Die nördlichsten Seehunde der Welt: eine BREMEN-Expedition nach Spitzbergen

Zwei „Steine“ in der Ferne erheischen die Aufmerksamkeit einiger Gäste und sorgen dafür, dass die Würstchen beim Barbecue kalt werden. Der Biologe Prof. Dr. Oliver Krüger berichtet über eine BREMEN-Reise nach Spitzbergen – zu den nördlichsten Seehunden der Welt…

Datum: 15.07.2018
Tags: #lektor #msbremen #expeditionen #robbe #seehund
Seehund SB 231


von Dr. Oliver Krüger (Text und Bild)


Die nördlichsten Seehunde der Welt. Geplant war an diesem Abend eigentlich „nur“ ein gemütliches, rustikales Barbeque am Strand des Möllerhafens im Krossfjord von Spitzbergen, das für die Schiffe von Hapag-Lloyd Cruises ein fester Bestandteil einer jeden Spitzbergenreise ist. Nachdem wir an Land gelangt sind, und die Vorbereitungen für die zünftige Grillfete noch laufen, vertreten wir uns ein wenig die Beine. Die hocharktische Tundra erblüht im Frühsommer. Aber viele der Gäste scheint es in eine geschützte Bucht zu ziehen, in der schon ein Lektor steht, und auf zwei längliche Steine auf Steinen im Wasser deutet.

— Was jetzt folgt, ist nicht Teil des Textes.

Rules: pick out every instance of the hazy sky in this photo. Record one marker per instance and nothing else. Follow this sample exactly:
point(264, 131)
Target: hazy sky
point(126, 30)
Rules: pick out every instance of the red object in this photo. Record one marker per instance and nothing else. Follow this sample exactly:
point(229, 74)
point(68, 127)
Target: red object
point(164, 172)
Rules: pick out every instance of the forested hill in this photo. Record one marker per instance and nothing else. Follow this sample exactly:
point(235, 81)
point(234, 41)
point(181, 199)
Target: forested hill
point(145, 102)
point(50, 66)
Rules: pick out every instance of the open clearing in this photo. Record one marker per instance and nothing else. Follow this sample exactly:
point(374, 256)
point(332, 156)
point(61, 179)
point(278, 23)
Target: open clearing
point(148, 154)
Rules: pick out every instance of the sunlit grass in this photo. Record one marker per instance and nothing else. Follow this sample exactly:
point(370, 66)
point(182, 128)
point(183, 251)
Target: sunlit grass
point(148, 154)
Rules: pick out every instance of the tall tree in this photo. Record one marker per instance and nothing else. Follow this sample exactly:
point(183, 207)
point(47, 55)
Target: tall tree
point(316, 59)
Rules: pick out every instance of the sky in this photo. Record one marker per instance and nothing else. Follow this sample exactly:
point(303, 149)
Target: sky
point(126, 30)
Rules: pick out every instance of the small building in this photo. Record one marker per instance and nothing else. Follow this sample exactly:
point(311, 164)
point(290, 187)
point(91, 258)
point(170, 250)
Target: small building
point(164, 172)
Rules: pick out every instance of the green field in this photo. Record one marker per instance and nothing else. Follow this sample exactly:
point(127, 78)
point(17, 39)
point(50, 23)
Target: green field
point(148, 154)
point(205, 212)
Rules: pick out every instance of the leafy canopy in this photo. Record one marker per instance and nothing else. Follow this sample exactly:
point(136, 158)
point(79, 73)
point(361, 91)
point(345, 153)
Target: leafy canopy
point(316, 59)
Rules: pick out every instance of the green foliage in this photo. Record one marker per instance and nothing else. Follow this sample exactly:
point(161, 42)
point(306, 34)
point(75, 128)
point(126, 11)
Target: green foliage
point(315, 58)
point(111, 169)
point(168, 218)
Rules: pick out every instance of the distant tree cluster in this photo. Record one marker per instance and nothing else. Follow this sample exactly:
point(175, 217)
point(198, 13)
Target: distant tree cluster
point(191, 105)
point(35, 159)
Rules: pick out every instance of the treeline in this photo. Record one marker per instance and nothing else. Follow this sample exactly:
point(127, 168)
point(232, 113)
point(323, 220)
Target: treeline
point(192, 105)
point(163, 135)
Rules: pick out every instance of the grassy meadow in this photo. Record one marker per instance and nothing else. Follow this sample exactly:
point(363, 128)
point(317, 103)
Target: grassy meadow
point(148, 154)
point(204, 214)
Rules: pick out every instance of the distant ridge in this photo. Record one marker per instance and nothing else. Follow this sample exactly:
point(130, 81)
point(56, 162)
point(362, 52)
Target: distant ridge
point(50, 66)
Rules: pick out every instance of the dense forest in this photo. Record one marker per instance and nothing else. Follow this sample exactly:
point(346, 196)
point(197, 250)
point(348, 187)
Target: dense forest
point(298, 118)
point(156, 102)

Expedition Spitzbergen: Mit MS BREMEN zu den nördlichsten Seehunden der Welt


Bei näherem Hinsehen entpuppen sich diese länglichen Steine als Robben, die sich in unmittelbarer Nähe zum Strand ausruhen. Hier oben bei über 79° N kommen einem sofort die Namen der arktischen Hundsrobben in den Sinn: Bartrobbe, Sattelrobbe oder die kleine Ringelrobbe. Weit gefehlt. Bei diesen Exemplaren handelt sich um zwei Seehunde (Phoca vitulina), die vielen aus der Nordsee bestens bekannt sind. Wie können diese Tiere hier, nur etwas mehr als 1000 Kilometer südlich vom Nordpol, überleben?


Seehund SB 407

Dass sie mit diesen arktischen Gewässern gut klarkommen, ist offensichtlich: die beiden sind gut genährt und lassen sich überhaupt nicht stören. Der Seehund ist mit einer Länge von bis zu 1,90 Metern und einem Gewicht von 140 Kilogramm eher eine kleine Robbe, aber sein Verbreitungsgebiet ist gewaltig. Von der Nordseeküste bis an die amerikanische Ost- und Westküste und bis nach Japan und Kamtschatka kommen diese Tiere vor. Und in Spitzbergen erreichen sie ihre nördliche Verbreitungsgrenze; der letzte nördliche Ausläufer des Golfstroms macht es möglich.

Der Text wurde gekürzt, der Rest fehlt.